Willis and Glasscock embarked on a series of nocturnal bank robberies, using cars as their mode of escape. Glasscock proved to be a master of nitroglycerin, effectively utilizing the explosive to blast open safes. Willis, driven by a sense of injustice, convinced his brothers to support their criminal enterprise, arguing that bankers were the true crooks and that robbing them was merely a case of little thieves stealing from big thieves. He further rationalized their actions by emphasizing that all banks were insured, and that the insurance companies would ultimately benefit from their robberies by increasing their sales.

The Newton gang's prolific bank robbing spree continued unabated, and some bankers proved to be dishonest in exaggerating their losses. This prompted insurance companies to pressure banks into investing in enhanced safes, impervious to nitroglycerin. Faced with this setback, the Newtons shifted their operations to Toronto, where they targeted a cash transport vehicle in broad daylight.

Despite meticulously planning their Toronto heist, unforeseen events disrupted their execution, resulting in a narrow escape for the gang members. Undeterred, Willis resolved to abandon his criminal ways and become a legitimate businessman. However, his investment in an oil well turned sour and drained his finances, leaving him devastated. In his despair, he questioned his faith, convinced that God had thwarted his attempts to go straight.

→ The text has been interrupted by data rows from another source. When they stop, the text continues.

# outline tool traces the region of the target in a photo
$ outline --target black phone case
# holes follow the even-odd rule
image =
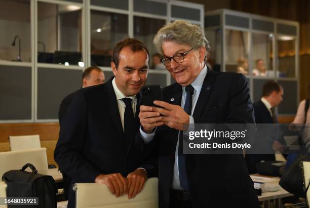
[[[162,87],[159,85],[146,85],[141,90],[142,105],[148,106],[160,107],[154,105],[154,100],[163,101]]]

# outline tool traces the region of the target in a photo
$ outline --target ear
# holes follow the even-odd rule
[[[83,86],[82,87],[83,88],[86,88],[86,87],[88,87],[87,86],[87,80],[86,79],[86,78],[84,78],[83,79]]]
[[[202,63],[205,60],[206,56],[206,47],[200,47],[199,48],[199,62]]]
[[[118,69],[116,68],[116,66],[115,65],[115,64],[113,62],[111,62],[111,68],[112,68],[112,70],[113,71],[113,74],[114,74],[114,76],[116,76],[117,73],[118,72]]]

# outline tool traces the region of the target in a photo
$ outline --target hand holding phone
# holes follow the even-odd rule
[[[144,86],[141,90],[142,97],[142,105],[147,106],[158,107],[154,104],[154,100],[162,101],[164,100],[162,87],[160,85],[147,85]]]

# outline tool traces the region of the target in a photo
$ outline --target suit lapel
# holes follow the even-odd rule
[[[182,86],[177,84],[175,85],[175,86],[174,86],[169,94],[165,96],[164,100],[169,104],[180,106],[182,101]]]
[[[168,95],[165,95],[164,94],[164,100],[167,103],[172,104],[181,106],[182,101],[182,86],[180,85],[176,84],[175,86],[173,87],[173,88],[171,91],[169,91]],[[168,127],[170,128],[169,127]],[[173,131],[172,134],[171,135],[171,139],[169,140],[170,144],[167,144],[167,145],[170,147],[171,149],[170,152],[171,154],[170,155],[171,157],[171,161],[173,161],[172,163],[174,162],[174,158],[175,157],[175,147],[176,146],[177,142],[178,141],[178,134],[179,131],[171,129]]]
[[[270,114],[270,112],[269,112],[269,110],[268,110],[268,108],[267,108],[267,107],[266,107],[264,103],[263,103],[261,100],[260,100],[259,102],[262,107],[263,108],[263,109],[264,109],[265,111],[264,113],[266,115],[266,116],[267,116],[267,117],[268,118],[268,119],[269,120],[268,122],[270,123],[273,123],[274,122],[274,120],[273,119],[273,117]]]
[[[135,138],[136,134],[139,132],[139,128],[140,128],[140,119],[139,118],[139,113],[140,113],[140,105],[141,105],[141,102],[142,99],[141,99],[140,94],[138,93],[138,94],[137,94],[137,106],[136,107],[136,112],[135,113],[135,118],[134,120],[134,129],[133,131],[133,134],[130,138],[130,145],[128,148],[127,148],[127,153],[129,152],[129,151],[130,149],[130,147],[131,147],[131,145],[132,145],[132,143],[134,141],[134,138]]]
[[[201,88],[199,97],[198,98],[198,100],[197,100],[193,113],[193,117],[199,117],[202,113],[209,97],[213,89],[213,82],[215,79],[215,72],[208,68],[208,72],[205,77],[203,86]]]
[[[109,99],[106,100],[107,103],[107,111],[108,113],[110,114],[109,116],[108,117],[109,118],[111,119],[111,121],[114,123],[113,126],[115,127],[115,128],[114,130],[115,131],[114,131],[114,134],[115,135],[115,138],[120,139],[120,145],[122,145],[126,149],[126,142],[124,136],[124,130],[123,129],[123,126],[122,126],[122,121],[121,121],[121,117],[116,96],[114,92],[114,89],[113,89],[113,86],[112,85],[112,80],[113,80],[113,77],[111,77],[106,83],[107,91],[110,97]]]

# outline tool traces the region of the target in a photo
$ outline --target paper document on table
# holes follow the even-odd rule
[[[272,178],[264,177],[263,176],[250,176],[252,180],[261,183],[267,183],[274,180]]]

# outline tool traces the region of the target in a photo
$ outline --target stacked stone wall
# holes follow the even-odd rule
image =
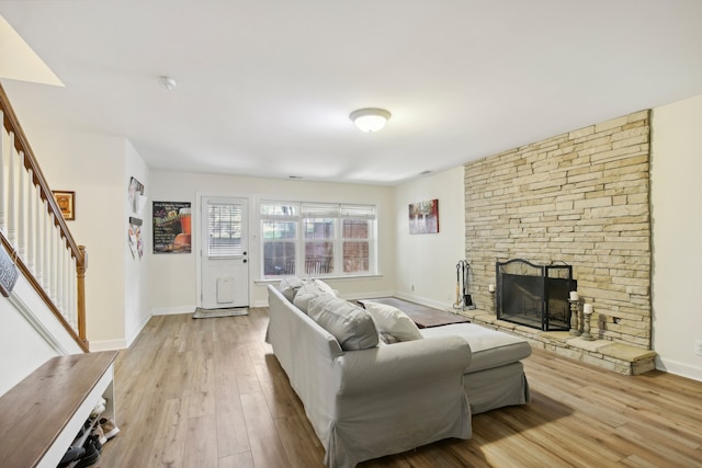
[[[496,261],[565,262],[596,338],[650,349],[649,135],[641,111],[465,164],[478,307]]]

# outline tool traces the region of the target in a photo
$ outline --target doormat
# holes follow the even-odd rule
[[[215,317],[239,317],[248,315],[248,307],[233,307],[229,309],[203,309],[202,307],[197,307],[193,319],[212,319]]]

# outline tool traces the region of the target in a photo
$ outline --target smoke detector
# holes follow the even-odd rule
[[[161,84],[168,91],[171,91],[173,88],[176,88],[176,80],[172,79],[171,77],[161,77]]]

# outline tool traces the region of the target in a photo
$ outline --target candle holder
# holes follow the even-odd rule
[[[580,326],[578,322],[582,322],[580,319],[580,300],[579,299],[568,299],[570,304],[570,331],[569,333],[574,336],[580,336],[582,331],[580,331]]]
[[[585,341],[595,341],[595,336],[590,334],[590,318],[592,317],[592,306],[586,305],[582,310],[584,313],[584,330],[580,338]]]

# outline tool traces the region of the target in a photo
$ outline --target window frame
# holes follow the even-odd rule
[[[293,207],[292,214],[284,215],[281,213],[283,206]],[[358,217],[351,216],[354,209],[359,207],[363,208],[364,213],[362,219],[369,221],[367,237],[362,239],[347,239],[343,238],[343,220],[344,219],[358,219]],[[270,208],[270,209],[267,209]],[[264,213],[265,212],[265,213]],[[259,227],[261,229],[260,236],[260,274],[261,279],[270,281],[281,278],[285,275],[295,275],[298,277],[359,277],[359,276],[375,276],[377,275],[377,213],[378,208],[376,204],[350,204],[350,203],[328,203],[328,202],[293,202],[293,201],[279,201],[279,199],[261,199],[259,203]],[[306,220],[329,220],[331,224],[330,229],[333,231],[331,237],[325,236],[321,238],[308,238],[305,235]],[[290,273],[288,269],[284,269],[285,272],[280,274],[267,274],[267,243],[274,242],[273,239],[267,239],[264,231],[269,230],[267,224],[274,222],[276,220],[293,221],[296,224],[296,237],[295,242],[295,267],[294,273]],[[319,221],[318,221],[319,222]],[[324,225],[325,221],[319,224]],[[321,228],[326,230],[326,228]],[[281,240],[284,242],[291,242],[292,239]],[[367,242],[369,253],[366,271],[358,272],[344,272],[344,242],[348,241],[362,241]],[[329,243],[331,246],[331,262],[322,267],[316,267],[313,265],[306,265],[308,259],[307,244],[308,243]],[[269,265],[270,266],[270,265]],[[308,269],[313,270],[307,273]],[[269,269],[270,270],[270,269]],[[328,270],[328,271],[327,271]]]

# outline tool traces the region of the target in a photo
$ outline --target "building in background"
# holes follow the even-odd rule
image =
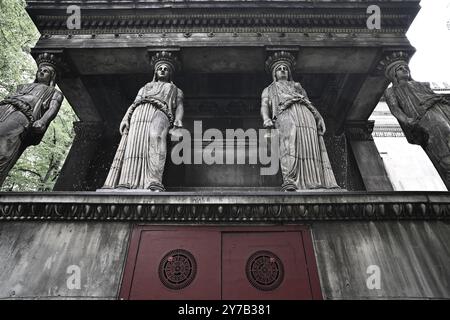
[[[431,87],[436,93],[450,97],[448,83],[431,82]],[[447,191],[422,147],[408,143],[384,99],[369,120],[375,121],[372,136],[394,190]]]

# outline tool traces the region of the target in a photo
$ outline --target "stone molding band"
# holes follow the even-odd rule
[[[448,192],[0,193],[0,221],[214,224],[449,219]]]

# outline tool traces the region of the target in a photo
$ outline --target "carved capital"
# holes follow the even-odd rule
[[[350,121],[345,124],[345,135],[353,141],[373,141],[375,121]]]
[[[389,71],[399,63],[409,63],[414,52],[385,51],[376,67],[376,74],[384,75],[389,79]]]

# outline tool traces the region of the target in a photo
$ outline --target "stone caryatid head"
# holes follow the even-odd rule
[[[150,63],[154,70],[153,81],[172,82],[175,72],[180,69],[177,57],[167,51],[156,53]]]
[[[266,71],[272,75],[273,81],[292,81],[292,72],[295,69],[295,57],[286,51],[272,54],[266,61]]]
[[[56,76],[59,59],[51,53],[42,53],[36,58],[38,70],[34,82],[46,84],[54,87],[56,85]]]

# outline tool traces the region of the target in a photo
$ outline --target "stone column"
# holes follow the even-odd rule
[[[87,191],[97,188],[97,167],[103,138],[101,122],[75,122],[75,138],[53,191]],[[101,177],[100,177],[101,178]]]
[[[345,135],[367,191],[392,191],[383,160],[373,141],[374,121],[351,121]]]

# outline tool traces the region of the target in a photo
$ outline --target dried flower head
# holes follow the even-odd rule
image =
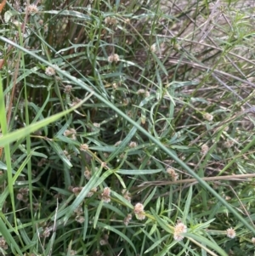
[[[124,225],[128,225],[131,219],[132,219],[132,214],[128,213],[123,220]]]
[[[54,66],[58,67],[58,65],[54,65]],[[48,66],[45,70],[45,74],[48,77],[53,77],[56,74],[56,71],[54,67]]]
[[[201,153],[202,155],[206,155],[209,151],[209,147],[206,145],[206,144],[203,144],[201,147]]]
[[[167,168],[167,173],[170,175],[173,181],[176,181],[178,179],[178,174],[173,168]]]
[[[226,232],[228,237],[232,239],[235,237],[235,231],[232,228],[227,229]]]
[[[108,56],[108,61],[110,63],[112,63],[112,62],[117,63],[120,61],[120,56],[116,54],[110,54],[110,56]]]
[[[98,188],[93,188],[91,191],[86,195],[86,197],[91,197],[96,191]]]
[[[101,194],[101,199],[105,202],[110,202],[110,189],[109,187],[105,188],[103,193]]]
[[[88,144],[81,144],[81,145],[80,145],[81,151],[87,151],[88,150]]]
[[[183,233],[187,232],[187,226],[182,222],[178,223],[173,230],[173,239],[176,241],[181,241],[184,236],[182,236]]]
[[[79,98],[75,98],[75,99],[73,99],[73,100],[72,100],[71,105],[71,106],[75,106],[75,105],[76,105],[77,104],[79,104],[81,101],[82,101],[81,99],[79,99]]]
[[[207,121],[211,122],[211,121],[212,121],[212,119],[213,119],[213,116],[211,115],[211,114],[209,114],[209,113],[206,113],[206,114],[204,115],[204,118],[205,118]]]
[[[27,12],[29,14],[35,14],[38,13],[38,8],[35,4],[30,4],[26,8],[26,12]]]
[[[76,186],[72,188],[71,191],[76,195],[78,196],[79,193],[82,191],[83,187],[82,186]]]
[[[131,202],[131,194],[127,191],[127,189],[123,189],[122,193],[126,200]]]
[[[76,139],[76,131],[74,128],[71,128],[70,130],[66,129],[63,134],[65,137],[71,137],[72,139]]]

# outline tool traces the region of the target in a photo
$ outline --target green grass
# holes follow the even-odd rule
[[[255,7],[11,3],[0,253],[254,255]]]

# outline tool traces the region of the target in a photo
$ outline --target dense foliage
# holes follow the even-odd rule
[[[21,2],[0,254],[254,255],[253,2]]]

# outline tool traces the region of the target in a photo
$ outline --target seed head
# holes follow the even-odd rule
[[[178,179],[178,174],[173,168],[167,168],[167,173],[170,175],[173,181],[176,181]]]
[[[105,188],[103,193],[101,194],[102,200],[105,202],[110,202],[110,189],[109,187]]]
[[[56,65],[54,65],[57,67]],[[56,71],[52,66],[48,66],[45,70],[45,74],[48,77],[53,77],[56,74]]]
[[[183,233],[187,232],[187,226],[184,225],[182,222],[178,223],[173,230],[173,239],[176,241],[181,241],[184,238],[182,236]]]

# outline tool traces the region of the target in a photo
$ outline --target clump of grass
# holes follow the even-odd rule
[[[6,7],[2,254],[252,255],[253,18],[240,3]]]

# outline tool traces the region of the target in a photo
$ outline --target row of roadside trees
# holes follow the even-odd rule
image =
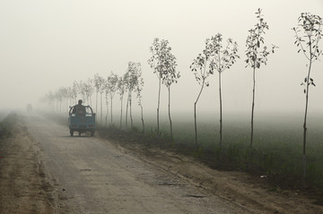
[[[253,127],[254,127],[254,108],[255,108],[255,91],[256,91],[256,71],[259,70],[262,65],[267,63],[267,56],[274,54],[275,48],[275,45],[268,47],[265,45],[264,34],[269,30],[268,24],[265,21],[261,9],[256,13],[258,22],[254,28],[249,30],[249,35],[246,39],[246,67],[250,67],[253,73],[253,87],[252,87],[252,104],[251,104],[251,129],[250,129],[250,143],[249,151],[251,156],[253,144]],[[305,114],[303,124],[303,178],[306,173],[306,133],[307,133],[307,112],[309,104],[309,91],[310,86],[315,86],[314,80],[310,76],[312,63],[319,59],[322,54],[319,47],[319,42],[322,36],[323,20],[318,15],[310,14],[309,13],[302,13],[298,19],[297,27],[292,30],[295,32],[295,45],[299,47],[298,52],[303,53],[309,61],[308,72],[306,77],[301,83],[304,86],[305,93]],[[148,59],[148,64],[158,78],[158,103],[157,103],[157,133],[160,135],[160,95],[161,85],[163,84],[168,90],[168,112],[170,121],[170,133],[172,139],[172,123],[170,117],[170,86],[177,83],[180,77],[179,73],[176,71],[177,61],[174,55],[171,54],[171,47],[169,46],[169,41],[164,39],[154,39],[151,47],[151,58]],[[200,95],[205,87],[209,86],[208,78],[210,75],[218,73],[219,81],[219,103],[220,103],[220,150],[223,144],[223,106],[222,106],[222,74],[224,71],[232,67],[234,63],[240,58],[238,55],[238,44],[232,39],[223,40],[223,35],[218,33],[215,36],[206,39],[205,42],[205,48],[202,53],[198,54],[190,65],[197,83],[200,85],[200,90],[196,99],[194,103],[194,118],[195,118],[195,142],[198,145],[197,139],[197,123],[196,123],[196,105]],[[103,124],[102,114],[102,97],[105,97],[106,104],[106,125],[108,124],[108,113],[110,111],[110,121],[112,124],[112,102],[115,94],[119,95],[121,101],[121,114],[119,127],[122,127],[123,116],[123,99],[124,95],[127,95],[127,108],[125,118],[125,128],[128,127],[128,115],[131,127],[133,127],[132,116],[132,96],[136,94],[138,98],[138,105],[141,107],[141,119],[143,131],[144,132],[144,113],[142,104],[142,90],[144,87],[144,80],[142,77],[141,64],[139,63],[129,62],[127,69],[123,76],[118,76],[111,73],[108,78],[103,78],[99,74],[95,74],[93,79],[88,79],[86,81],[74,81],[72,87],[60,88],[56,91],[48,92],[46,96],[46,100],[49,104],[55,103],[54,107],[57,109],[66,109],[67,104],[76,103],[77,95],[81,95],[82,98],[92,105],[92,96],[96,93],[96,112],[98,108],[98,96],[100,94],[100,124]],[[109,103],[110,107],[109,108]]]

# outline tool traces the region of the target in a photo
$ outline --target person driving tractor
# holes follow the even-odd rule
[[[82,105],[82,99],[79,99],[78,104],[75,105],[73,108],[73,114],[76,114],[78,116],[85,116],[85,107]]]

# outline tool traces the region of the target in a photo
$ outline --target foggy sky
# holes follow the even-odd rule
[[[142,64],[144,107],[155,111],[158,80],[147,64],[154,38],[168,39],[180,72],[171,86],[174,111],[192,111],[199,85],[189,69],[206,38],[222,33],[239,44],[240,59],[223,77],[224,112],[249,111],[252,71],[245,68],[248,30],[262,8],[269,30],[267,46],[279,49],[257,71],[256,111],[303,111],[300,85],[306,58],[293,44],[302,12],[323,16],[321,0],[0,0],[0,109],[24,107],[49,90],[72,86],[95,73],[123,75],[128,61]],[[320,42],[323,47],[323,40]],[[317,87],[310,91],[310,110],[323,111],[323,57],[312,67]],[[217,73],[197,108],[218,111]],[[118,99],[116,96],[116,99]],[[162,108],[167,108],[162,87]]]

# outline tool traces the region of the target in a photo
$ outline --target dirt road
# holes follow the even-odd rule
[[[0,213],[320,213],[297,193],[271,192],[166,151],[125,149],[34,116],[0,148]],[[152,155],[153,154],[153,155]]]

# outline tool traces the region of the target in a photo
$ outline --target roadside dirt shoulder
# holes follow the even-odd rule
[[[0,139],[0,213],[54,213],[39,147],[22,122],[13,132]]]
[[[154,165],[196,186],[204,188],[250,213],[323,213],[316,200],[299,191],[270,186],[266,177],[255,177],[243,172],[217,171],[194,158],[137,142],[114,143],[127,152],[136,153],[143,161]],[[138,155],[139,154],[139,155]]]

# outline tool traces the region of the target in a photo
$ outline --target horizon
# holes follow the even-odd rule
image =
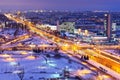
[[[0,10],[120,11],[119,0],[0,0]]]

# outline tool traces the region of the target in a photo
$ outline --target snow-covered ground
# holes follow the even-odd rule
[[[57,78],[62,77],[60,74],[63,74],[65,68],[71,74],[82,76],[86,80],[95,77],[95,73],[91,70],[75,62],[69,63],[68,59],[64,57],[46,58],[46,62],[45,55],[41,54],[34,58],[32,54],[34,54],[32,51],[4,51],[3,54],[0,54],[0,80],[20,80],[18,73],[22,70],[24,70],[23,80]],[[81,70],[81,68],[83,69]]]

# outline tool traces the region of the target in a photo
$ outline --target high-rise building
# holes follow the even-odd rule
[[[105,33],[109,41],[111,41],[112,38],[112,20],[111,20],[111,14],[105,14]]]

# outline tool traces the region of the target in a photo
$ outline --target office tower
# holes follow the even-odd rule
[[[111,14],[105,14],[105,32],[106,36],[108,38],[108,41],[111,41],[111,33],[112,33],[112,20],[111,20]]]

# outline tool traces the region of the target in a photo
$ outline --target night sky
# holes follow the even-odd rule
[[[0,0],[2,10],[120,11],[120,0]]]

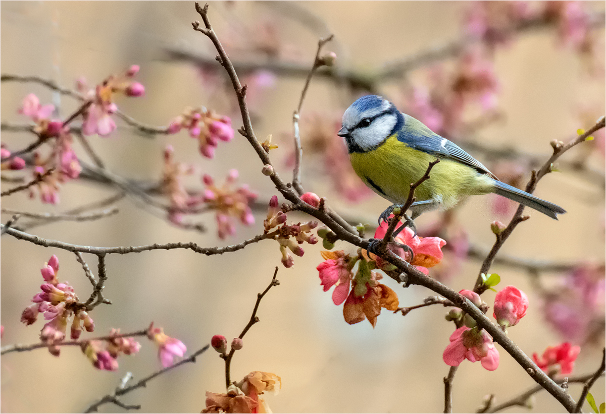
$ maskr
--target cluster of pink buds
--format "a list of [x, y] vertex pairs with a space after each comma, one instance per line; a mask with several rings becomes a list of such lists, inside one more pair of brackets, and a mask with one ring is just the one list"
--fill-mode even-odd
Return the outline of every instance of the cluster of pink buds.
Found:
[[92, 340], [84, 341], [80, 347], [82, 353], [97, 369], [115, 371], [118, 369], [116, 359], [122, 353], [125, 355], [135, 355], [141, 349], [141, 345], [134, 338], [116, 337], [119, 329], [112, 329], [110, 338], [105, 341]]
[[198, 139], [200, 153], [207, 158], [215, 156], [219, 140], [228, 142], [233, 139], [231, 120], [204, 107], [187, 108], [171, 122], [168, 132], [176, 134], [184, 128], [189, 131], [192, 138]]
[[182, 358], [187, 352], [187, 347], [182, 342], [164, 334], [161, 327], [153, 326], [153, 322], [147, 329], [147, 337], [158, 345], [158, 356], [165, 368], [172, 365], [175, 358]]
[[133, 65], [121, 75], [110, 75], [94, 90], [87, 90], [86, 81], [81, 78], [78, 80], [78, 90], [92, 102], [84, 112], [82, 134], [105, 136], [116, 129], [116, 122], [112, 118], [112, 115], [118, 111], [114, 95], [123, 93], [127, 96], [136, 97], [145, 94], [145, 87], [133, 80], [139, 70], [138, 65]]
[[247, 226], [255, 223], [255, 216], [248, 203], [257, 198], [258, 194], [252, 191], [246, 184], [238, 188], [232, 186], [238, 180], [237, 169], [230, 170], [225, 183], [221, 187], [215, 183], [215, 180], [208, 174], [202, 176], [202, 182], [206, 189], [201, 201], [211, 210], [216, 211], [217, 225], [219, 238], [225, 238], [228, 235], [236, 234], [236, 226], [232, 217], [237, 217]]
[[2, 144], [2, 147], [0, 148], [0, 158], [6, 160], [2, 161], [2, 164], [0, 164], [0, 168], [2, 171], [5, 169], [23, 169], [25, 168], [25, 162], [23, 159], [19, 157], [9, 158], [10, 157], [10, 151], [4, 147], [4, 144]]
[[295, 266], [295, 259], [290, 252], [299, 257], [302, 256], [305, 251], [301, 245], [304, 242], [315, 245], [319, 240], [315, 234], [311, 232], [311, 230], [318, 226], [318, 222], [286, 224], [286, 214], [278, 208], [276, 196], [273, 196], [270, 200], [267, 218], [263, 222], [263, 226], [265, 227], [265, 233], [277, 228], [273, 232], [273, 238], [280, 244], [282, 264], [286, 268]]
[[62, 341], [65, 337], [68, 320], [73, 317], [70, 331], [72, 339], [77, 340], [82, 332], [82, 325], [87, 332], [95, 329], [95, 323], [88, 313], [82, 307], [78, 307], [78, 297], [73, 288], [67, 283], [59, 283], [57, 278], [59, 271], [59, 260], [53, 255], [48, 263], [41, 269], [44, 283], [40, 286], [42, 292], [36, 294], [32, 301], [33, 304], [28, 306], [21, 314], [21, 322], [31, 325], [36, 321], [38, 314], [42, 312], [47, 322], [40, 332], [41, 340], [48, 345], [48, 350], [55, 355], [59, 355], [59, 347], [56, 343]]
[[[216, 335], [210, 340], [210, 346], [216, 352], [221, 355], [227, 353], [227, 340], [222, 335]], [[234, 338], [231, 340], [231, 349], [239, 350], [244, 346], [244, 343], [240, 338]]]
[[173, 160], [174, 150], [172, 145], [167, 145], [164, 149], [164, 171], [162, 177], [162, 192], [170, 199], [171, 209], [168, 211], [168, 219], [179, 224], [182, 218], [182, 211], [199, 202], [191, 197], [185, 189], [182, 178], [194, 173], [194, 168], [182, 162]]

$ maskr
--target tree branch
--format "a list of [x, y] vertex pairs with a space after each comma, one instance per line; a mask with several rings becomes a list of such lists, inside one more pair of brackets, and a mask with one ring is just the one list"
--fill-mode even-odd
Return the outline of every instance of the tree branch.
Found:
[[121, 408], [124, 409], [125, 410], [140, 409], [141, 407], [141, 406], [139, 405], [127, 406], [120, 402], [118, 399], [118, 397], [122, 396], [122, 395], [124, 395], [125, 394], [128, 394], [131, 391], [133, 391], [137, 389], [138, 388], [147, 387], [148, 381], [153, 380], [155, 378], [158, 376], [159, 375], [161, 375], [165, 372], [168, 372], [168, 371], [174, 369], [175, 368], [176, 368], [178, 366], [183, 365], [184, 364], [187, 364], [188, 363], [195, 363], [196, 358], [199, 355], [204, 353], [206, 351], [206, 350], [208, 349], [209, 347], [210, 346], [207, 345], [203, 348], [196, 351], [195, 352], [192, 353], [190, 356], [185, 358], [184, 360], [181, 360], [179, 362], [173, 364], [170, 367], [167, 367], [166, 368], [164, 368], [159, 370], [156, 371], [153, 373], [148, 375], [147, 376], [142, 379], [139, 382], [133, 384], [130, 387], [125, 387], [124, 386], [125, 385], [125, 383], [128, 380], [128, 378], [125, 378], [125, 380], [123, 380], [122, 381], [123, 383], [121, 385], [120, 387], [118, 387], [118, 388], [116, 389], [116, 390], [113, 392], [113, 394], [107, 394], [107, 395], [105, 395], [104, 396], [102, 397], [99, 401], [96, 401], [96, 402], [93, 402], [90, 406], [89, 406], [84, 410], [84, 412], [85, 413], [95, 412], [98, 410], [99, 406], [102, 406], [103, 404], [106, 404], [107, 402], [113, 402], [113, 404], [115, 404], [116, 405], [118, 406], [119, 407], [121, 407]]
[[[265, 294], [269, 292], [269, 289], [271, 289], [273, 286], [277, 286], [280, 284], [280, 282], [276, 278], [276, 276], [277, 275], [278, 266], [276, 266], [276, 270], [273, 272], [273, 277], [271, 278], [271, 281], [270, 282], [269, 286], [265, 288], [265, 290], [263, 291], [262, 293], [257, 294], [257, 301], [255, 304], [255, 307], [253, 309], [253, 314], [250, 315], [250, 320], [248, 321], [248, 323], [247, 324], [239, 336], [238, 336], [238, 338], [240, 339], [244, 338], [244, 335], [246, 335], [246, 333], [248, 332], [248, 330], [253, 327], [253, 325], [259, 321], [259, 317], [257, 316], [257, 310], [259, 309], [259, 305], [261, 304], [261, 300], [263, 298], [263, 297], [265, 295]], [[231, 348], [229, 353], [227, 355], [223, 355], [223, 358], [225, 360], [225, 387], [229, 387], [230, 384], [231, 384], [230, 372], [231, 358], [233, 358], [233, 354], [235, 352], [236, 350]]]

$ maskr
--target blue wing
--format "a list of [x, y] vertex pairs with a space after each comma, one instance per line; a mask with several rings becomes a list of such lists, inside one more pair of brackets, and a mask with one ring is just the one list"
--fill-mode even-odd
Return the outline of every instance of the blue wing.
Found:
[[453, 160], [468, 165], [480, 174], [487, 174], [498, 180], [488, 169], [460, 146], [430, 130], [418, 119], [410, 115], [404, 116], [404, 126], [398, 132], [398, 140], [415, 150], [431, 154], [438, 158]]

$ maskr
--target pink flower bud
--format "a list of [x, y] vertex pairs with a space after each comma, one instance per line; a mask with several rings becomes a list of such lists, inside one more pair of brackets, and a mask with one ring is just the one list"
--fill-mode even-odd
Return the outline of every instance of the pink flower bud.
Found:
[[63, 130], [63, 122], [60, 120], [53, 120], [48, 122], [46, 127], [46, 133], [50, 137], [58, 137]]
[[145, 88], [138, 82], [133, 82], [127, 87], [125, 92], [128, 96], [142, 96], [145, 93]]
[[210, 346], [219, 353], [227, 352], [227, 340], [222, 335], [216, 335], [210, 340]]
[[208, 130], [222, 141], [229, 142], [233, 139], [233, 129], [227, 123], [215, 121], [208, 125]]
[[145, 88], [138, 82], [133, 82], [127, 87], [125, 92], [128, 96], [142, 96], [145, 93]]
[[22, 158], [15, 157], [10, 160], [8, 168], [11, 169], [23, 169], [25, 168], [25, 162]]
[[314, 208], [320, 206], [320, 197], [315, 192], [306, 192], [301, 196], [301, 200]]
[[242, 347], [244, 346], [244, 343], [242, 341], [242, 340], [239, 338], [234, 338], [231, 340], [231, 349], [235, 350], [239, 350], [242, 349]]
[[59, 258], [53, 254], [48, 259], [48, 263], [47, 264], [52, 268], [55, 272], [57, 272], [59, 270]]
[[459, 294], [469, 299], [471, 303], [476, 306], [479, 306], [482, 304], [482, 299], [480, 298], [480, 295], [473, 291], [468, 291], [466, 289], [464, 289], [459, 292]]
[[139, 73], [139, 65], [132, 65], [130, 68], [128, 68], [128, 70], [126, 71], [126, 76], [130, 77], [134, 76]]
[[168, 125], [168, 128], [167, 128], [166, 131], [169, 134], [176, 134], [181, 130], [181, 123], [173, 122], [170, 123], [170, 125]]
[[507, 286], [494, 297], [493, 316], [501, 326], [513, 326], [526, 314], [528, 298], [515, 286]]

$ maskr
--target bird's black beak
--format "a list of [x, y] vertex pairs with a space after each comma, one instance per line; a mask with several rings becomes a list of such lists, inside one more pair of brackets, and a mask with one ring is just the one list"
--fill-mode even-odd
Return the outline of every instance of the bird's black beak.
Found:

Desperate for redemption, Willis was easily drawn into another criminal venture: the robbery of a night-time train. (Note: The train robbery depicted was that of the Milwaukee Road's Fast Mail on June 12, 1924.) Glasscock, once an expert with nitroglycerin, proved less proficient with a gun. In a moment of panic, he mistook Willis' brother, Dock Newton, for a guard and accidentally shot him. Willis, driven by loyalty, sought medical attention for his wounded brother, inadvertently exposing their identities.

In the end, all the Newton brothers are finally arrested and sentenced for their crimes. The once-notorious gang, driven by a misguided sense of justice and a thirst for financial security, met their bitter end within the confines of a prison.

==Cast==
- Matthew McConaughey as Willis Newton
- Skeet Ulrich as Joe Newton
- Ethan Hawke as Jess Newton
- Vincent D'Onofrio as Wylie "Dock" Newton
- Dwight Yoakam as Brentwood "Brent Glass" Glasscock
- Chloe Webb as Avis Glasscock
- Gail Cronauer as Ma Newton
- Julianna Margulies as Louise Brown
- Anne Stedman as Madeline
- Lew Temple as The Waiter
- Charles Gunning as "Slim"
- Ken Farmer as Ranger Frank Hamer
- David Jensen as William Fahy
- Bo Hopkins as FBI Agent K.P. Aldrich
- Luke Askew as Chief Shoemaker

==Reception==
The film received mixed reviews from critics, with a 65% rating on Rotten Tomatoes based on 40 reviews. The site's consensus states: "The Newton Boys uses a sharp cast and absorbing period detail to help make up for the frustrations of a story puzzlingly short on dramatic tension." Metacritic gave the film a score of 57 based on 20 reviews, indicating "mixed or average reviews". Audiences polled by CinemaScore gave the film an average grade of "B−" on an A+ to F scale.

Roger Ebert gave the film two stars, writing "It's not an enormous cast, and yet somehow the Newtons are hard to tell apart--not in appearance, but in personality...the film as a whole seems drained of thrust and energy--especially compared to (Richard Linklater's) earlier films."